For more information, contact:
Jennifer McLennan
jennifer [at] arl [dot] org
(202) 296-2296 ext 121

Patient advocacy groups turn to open-access publishing to advance research quest

Washington, D.C. – Pat Furlong founded Parent Project Muscular Dystrophy (PPMD) in 1995 to link families, like hers, who had been affected by muscular dystrophy with both resources and hope. Now, Furlong has blazed a new trail in the fight to end the disease. She has spearheaded a partnership between PPMD and the Public Library of Science (PLoS) to launch an open-access publication, PLoS Currents: Muscular Dystrophy, this month. The story of the partnership is told in a new article released today by the Alliance for Taxpayer Access.

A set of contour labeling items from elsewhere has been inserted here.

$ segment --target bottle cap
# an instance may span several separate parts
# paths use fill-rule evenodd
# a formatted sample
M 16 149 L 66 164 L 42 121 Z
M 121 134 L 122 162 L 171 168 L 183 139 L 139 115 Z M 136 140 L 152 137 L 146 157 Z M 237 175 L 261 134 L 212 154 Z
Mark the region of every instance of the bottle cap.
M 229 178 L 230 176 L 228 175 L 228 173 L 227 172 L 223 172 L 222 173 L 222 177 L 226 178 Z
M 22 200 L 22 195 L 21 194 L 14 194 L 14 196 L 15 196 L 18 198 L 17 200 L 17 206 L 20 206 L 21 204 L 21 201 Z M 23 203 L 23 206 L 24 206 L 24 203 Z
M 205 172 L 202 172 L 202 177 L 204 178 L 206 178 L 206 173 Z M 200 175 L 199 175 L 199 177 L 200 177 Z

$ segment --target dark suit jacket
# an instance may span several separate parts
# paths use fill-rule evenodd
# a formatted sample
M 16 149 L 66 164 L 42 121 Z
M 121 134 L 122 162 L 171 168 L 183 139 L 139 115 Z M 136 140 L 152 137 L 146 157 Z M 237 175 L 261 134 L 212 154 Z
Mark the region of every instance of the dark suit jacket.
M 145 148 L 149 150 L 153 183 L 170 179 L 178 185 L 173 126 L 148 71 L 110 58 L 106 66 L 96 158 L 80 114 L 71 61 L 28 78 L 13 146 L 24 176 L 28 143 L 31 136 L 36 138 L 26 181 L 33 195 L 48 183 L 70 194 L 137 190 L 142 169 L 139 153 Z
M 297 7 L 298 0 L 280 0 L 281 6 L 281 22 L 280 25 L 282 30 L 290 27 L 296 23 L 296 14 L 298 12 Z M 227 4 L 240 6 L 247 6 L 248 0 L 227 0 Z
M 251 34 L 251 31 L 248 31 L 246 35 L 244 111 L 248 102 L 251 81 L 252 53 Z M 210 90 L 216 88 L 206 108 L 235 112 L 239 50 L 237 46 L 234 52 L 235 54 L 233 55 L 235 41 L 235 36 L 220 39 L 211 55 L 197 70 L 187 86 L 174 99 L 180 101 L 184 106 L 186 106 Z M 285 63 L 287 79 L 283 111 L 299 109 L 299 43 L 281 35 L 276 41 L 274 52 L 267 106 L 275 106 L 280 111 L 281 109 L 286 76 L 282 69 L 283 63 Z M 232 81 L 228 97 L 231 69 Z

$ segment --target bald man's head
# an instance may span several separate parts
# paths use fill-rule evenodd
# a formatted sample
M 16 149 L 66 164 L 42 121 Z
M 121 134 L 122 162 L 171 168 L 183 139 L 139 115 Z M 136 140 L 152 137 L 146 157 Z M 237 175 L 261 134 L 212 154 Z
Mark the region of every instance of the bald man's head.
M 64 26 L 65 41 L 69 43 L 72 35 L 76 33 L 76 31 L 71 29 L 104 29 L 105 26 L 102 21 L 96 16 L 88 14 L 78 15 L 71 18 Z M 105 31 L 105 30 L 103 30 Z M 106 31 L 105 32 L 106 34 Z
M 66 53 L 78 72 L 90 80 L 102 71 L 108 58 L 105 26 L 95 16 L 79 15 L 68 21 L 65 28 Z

PLoS Currents: Muscular Dystrophy is a new forum that will promote the rapid exchange of information, hypotheses and experimental results related to the rare disease. Compared to a traditional journal, the PLoS Currents publication process is compressed.

“The idea to make it very streamlined, quick, and hassle-free,” says Mark Patterson, director of publishing for PLoS. “This publication does all the essential jobs of a journal – including peer review and archiving – but it has the potential to do that very fast and, also, much more cheaply.”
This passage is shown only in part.